And expect this floral display to last all the way from early summer to the first day of frost as well! The packed corymbs will reach about 5 to 6 inches across (12.5 to 15 cm) and they will come in waves, but they have yet another asset to offer you and your garden…
They can reach really intense notes of blue, including lapis and cobalt! Vibrant in tonality, the blossoms are also rounded in shape, with four broad petals each. And if this was not enough to convince you, consider that the foliage is super lush and bushy on this medium to modest sized shrub, rich green and semi glossy and with elegant serrated margins.
One of the best varieties of bigleaf hydrangea for intense sky colored blooms to last till the end of fall, ‘Blue Heaven’ is also perfect for foundation planting, as well as in hedges or containers. If you mass plant it, your garden will look like a sunny sea till frost!

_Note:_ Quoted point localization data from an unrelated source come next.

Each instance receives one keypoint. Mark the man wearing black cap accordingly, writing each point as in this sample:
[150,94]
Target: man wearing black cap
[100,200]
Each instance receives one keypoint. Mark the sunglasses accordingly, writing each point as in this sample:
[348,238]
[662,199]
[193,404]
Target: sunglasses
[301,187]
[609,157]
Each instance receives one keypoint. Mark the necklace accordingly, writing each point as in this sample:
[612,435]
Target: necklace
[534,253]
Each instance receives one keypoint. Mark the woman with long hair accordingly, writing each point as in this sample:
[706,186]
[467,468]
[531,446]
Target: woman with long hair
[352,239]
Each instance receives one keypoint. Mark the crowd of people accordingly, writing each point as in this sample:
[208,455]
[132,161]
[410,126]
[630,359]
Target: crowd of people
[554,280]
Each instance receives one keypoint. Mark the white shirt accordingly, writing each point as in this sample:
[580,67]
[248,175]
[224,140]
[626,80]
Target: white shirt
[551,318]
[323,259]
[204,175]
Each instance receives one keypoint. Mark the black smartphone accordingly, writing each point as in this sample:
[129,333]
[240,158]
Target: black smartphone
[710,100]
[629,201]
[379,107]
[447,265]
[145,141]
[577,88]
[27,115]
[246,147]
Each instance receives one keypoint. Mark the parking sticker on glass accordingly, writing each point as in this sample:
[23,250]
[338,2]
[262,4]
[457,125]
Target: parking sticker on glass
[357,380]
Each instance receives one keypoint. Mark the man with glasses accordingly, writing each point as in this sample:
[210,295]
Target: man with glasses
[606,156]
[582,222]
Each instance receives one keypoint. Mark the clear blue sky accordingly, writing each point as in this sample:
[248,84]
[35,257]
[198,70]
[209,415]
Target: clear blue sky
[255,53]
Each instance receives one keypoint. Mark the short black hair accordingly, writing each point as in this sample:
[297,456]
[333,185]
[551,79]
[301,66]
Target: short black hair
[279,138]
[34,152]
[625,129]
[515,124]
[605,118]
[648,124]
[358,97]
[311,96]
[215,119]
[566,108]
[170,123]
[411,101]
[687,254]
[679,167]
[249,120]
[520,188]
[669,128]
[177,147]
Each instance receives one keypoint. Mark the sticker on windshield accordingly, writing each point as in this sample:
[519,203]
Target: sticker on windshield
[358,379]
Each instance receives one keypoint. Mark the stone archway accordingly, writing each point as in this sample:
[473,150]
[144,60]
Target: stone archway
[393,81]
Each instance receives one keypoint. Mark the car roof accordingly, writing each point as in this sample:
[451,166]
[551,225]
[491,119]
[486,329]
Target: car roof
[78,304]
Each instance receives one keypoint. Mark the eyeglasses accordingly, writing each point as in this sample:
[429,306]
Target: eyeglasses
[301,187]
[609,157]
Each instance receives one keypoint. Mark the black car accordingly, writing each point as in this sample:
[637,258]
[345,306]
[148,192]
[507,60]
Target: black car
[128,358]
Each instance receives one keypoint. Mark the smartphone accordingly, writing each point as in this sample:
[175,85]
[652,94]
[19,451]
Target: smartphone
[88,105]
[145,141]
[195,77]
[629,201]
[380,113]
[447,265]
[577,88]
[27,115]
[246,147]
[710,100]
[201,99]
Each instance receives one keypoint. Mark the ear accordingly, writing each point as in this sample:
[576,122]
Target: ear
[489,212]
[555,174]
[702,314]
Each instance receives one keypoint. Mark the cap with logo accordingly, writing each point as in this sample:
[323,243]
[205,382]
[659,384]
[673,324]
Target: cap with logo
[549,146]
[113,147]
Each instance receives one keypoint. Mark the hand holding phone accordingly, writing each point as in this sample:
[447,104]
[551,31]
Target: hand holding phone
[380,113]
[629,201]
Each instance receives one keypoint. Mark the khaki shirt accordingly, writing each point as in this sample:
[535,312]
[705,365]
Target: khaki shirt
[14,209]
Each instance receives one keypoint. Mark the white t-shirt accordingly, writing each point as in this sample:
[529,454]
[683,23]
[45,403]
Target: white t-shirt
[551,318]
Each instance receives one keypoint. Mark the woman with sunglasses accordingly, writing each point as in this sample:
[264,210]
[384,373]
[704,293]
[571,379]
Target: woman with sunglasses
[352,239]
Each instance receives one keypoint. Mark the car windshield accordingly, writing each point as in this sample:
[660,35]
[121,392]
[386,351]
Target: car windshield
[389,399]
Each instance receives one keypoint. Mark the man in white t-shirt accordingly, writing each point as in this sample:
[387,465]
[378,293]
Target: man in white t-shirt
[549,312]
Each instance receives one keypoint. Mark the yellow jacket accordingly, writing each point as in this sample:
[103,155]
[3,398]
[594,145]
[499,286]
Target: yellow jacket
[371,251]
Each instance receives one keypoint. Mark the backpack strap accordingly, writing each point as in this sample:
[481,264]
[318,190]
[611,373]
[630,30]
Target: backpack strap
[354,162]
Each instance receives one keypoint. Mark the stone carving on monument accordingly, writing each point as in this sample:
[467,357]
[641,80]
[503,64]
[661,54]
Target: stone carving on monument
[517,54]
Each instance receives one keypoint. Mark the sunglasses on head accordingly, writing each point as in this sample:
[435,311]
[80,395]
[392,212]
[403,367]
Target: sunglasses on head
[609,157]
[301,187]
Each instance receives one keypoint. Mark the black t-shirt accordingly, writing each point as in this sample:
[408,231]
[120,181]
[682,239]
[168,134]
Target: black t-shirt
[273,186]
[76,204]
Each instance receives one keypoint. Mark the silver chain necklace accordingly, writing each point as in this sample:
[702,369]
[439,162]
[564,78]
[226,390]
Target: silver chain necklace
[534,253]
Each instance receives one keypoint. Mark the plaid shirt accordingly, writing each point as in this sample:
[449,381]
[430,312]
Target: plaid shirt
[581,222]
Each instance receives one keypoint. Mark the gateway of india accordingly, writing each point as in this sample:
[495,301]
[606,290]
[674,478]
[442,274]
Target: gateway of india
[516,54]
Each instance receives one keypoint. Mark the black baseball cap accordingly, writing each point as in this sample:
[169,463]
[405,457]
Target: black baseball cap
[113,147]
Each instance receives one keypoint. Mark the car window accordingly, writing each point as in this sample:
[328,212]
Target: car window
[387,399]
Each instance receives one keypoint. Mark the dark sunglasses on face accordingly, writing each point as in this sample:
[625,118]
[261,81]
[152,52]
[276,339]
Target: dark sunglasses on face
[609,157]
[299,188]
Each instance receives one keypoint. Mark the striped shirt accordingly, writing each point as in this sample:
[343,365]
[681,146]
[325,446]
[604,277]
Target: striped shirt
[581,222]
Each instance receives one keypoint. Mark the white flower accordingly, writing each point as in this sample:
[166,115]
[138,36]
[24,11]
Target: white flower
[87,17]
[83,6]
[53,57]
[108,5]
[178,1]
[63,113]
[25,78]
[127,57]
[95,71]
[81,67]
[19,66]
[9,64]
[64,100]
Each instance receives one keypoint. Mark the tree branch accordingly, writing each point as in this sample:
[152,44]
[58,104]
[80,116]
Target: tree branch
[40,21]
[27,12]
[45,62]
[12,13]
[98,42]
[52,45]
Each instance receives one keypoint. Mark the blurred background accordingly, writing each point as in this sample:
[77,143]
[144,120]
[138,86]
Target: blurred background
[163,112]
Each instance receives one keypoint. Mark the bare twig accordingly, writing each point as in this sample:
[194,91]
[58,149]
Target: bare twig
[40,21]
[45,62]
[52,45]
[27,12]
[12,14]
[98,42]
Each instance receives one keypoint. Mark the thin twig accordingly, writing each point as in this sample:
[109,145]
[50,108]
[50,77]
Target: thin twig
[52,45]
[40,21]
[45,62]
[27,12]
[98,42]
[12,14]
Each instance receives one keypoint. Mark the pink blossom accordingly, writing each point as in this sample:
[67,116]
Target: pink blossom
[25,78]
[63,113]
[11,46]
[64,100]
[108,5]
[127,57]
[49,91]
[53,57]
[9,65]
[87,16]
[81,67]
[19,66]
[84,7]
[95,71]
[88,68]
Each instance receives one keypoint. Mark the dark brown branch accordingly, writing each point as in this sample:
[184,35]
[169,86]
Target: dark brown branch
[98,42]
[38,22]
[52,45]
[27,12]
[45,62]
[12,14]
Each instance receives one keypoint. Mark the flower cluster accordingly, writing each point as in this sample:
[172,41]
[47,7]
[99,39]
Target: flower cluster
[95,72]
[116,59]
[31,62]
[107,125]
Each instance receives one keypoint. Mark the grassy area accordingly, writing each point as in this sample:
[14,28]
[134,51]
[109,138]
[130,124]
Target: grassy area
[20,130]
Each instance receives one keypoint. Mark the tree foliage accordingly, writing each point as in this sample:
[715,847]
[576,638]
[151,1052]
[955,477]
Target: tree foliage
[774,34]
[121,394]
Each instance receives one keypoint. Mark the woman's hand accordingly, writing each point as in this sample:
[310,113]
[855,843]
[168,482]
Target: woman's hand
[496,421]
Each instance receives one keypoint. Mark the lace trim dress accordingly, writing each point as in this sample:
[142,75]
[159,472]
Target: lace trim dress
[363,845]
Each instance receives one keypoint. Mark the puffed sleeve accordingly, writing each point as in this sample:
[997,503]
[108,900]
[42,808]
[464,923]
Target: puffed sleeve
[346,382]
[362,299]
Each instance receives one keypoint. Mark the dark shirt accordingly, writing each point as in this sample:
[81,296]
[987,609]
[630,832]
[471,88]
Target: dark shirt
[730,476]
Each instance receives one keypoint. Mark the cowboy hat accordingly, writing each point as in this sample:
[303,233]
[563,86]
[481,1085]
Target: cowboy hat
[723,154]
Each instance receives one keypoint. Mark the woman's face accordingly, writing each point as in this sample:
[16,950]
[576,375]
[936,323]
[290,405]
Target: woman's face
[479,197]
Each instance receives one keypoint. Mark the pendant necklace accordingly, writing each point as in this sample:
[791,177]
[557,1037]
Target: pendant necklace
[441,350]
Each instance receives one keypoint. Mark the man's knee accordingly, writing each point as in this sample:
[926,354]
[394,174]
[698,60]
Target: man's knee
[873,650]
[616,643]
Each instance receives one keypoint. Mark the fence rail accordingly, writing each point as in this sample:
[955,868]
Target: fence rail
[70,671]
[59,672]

5: ‘Cityline Mars’ Bigleaf Hydrangea (Hydrangea macrophilla ‘Cityline Mars’)
And here’s another small variety of bigleaf hydrangea; however, this time, it comes with a twist, and it is called ‘Cityline Mars’. And what is this unusual trait? It is bicolor, of course!
The flowers have really broad petals that give them a round shape, and the margins are white, but then they start shading to blue, as if painted with a crayon, and this color intensifies more and more as you get to the center. There, it can hit very vibrant tonalities, depending on the soil pH, from cobalt to violet (in neutral soils) or ross (in alkaline environments).
The clusters are round, almost spherical and about 6 inches across (15), really densely packed with blooms, and they come repeatedly from early summer to early fall. Coming on sturdy stems, these corymbs also benefit from extremely lush and lustrous, very glossy rich green and healthy leaves with a very finely grooved surface and regular serration at the margins. And all this will happen on a little shrub that reaches only 3 feet in height and in spread (90 cm)!
‘Cityline Mars’ is a really striking bigleaf hydrangea variety to grow in containers, on a terrace or patio, but it will also bring vibrant blue and white colors to your garden in foundation planting, or in flowering hedges, and you could have it as an accent shrub as well.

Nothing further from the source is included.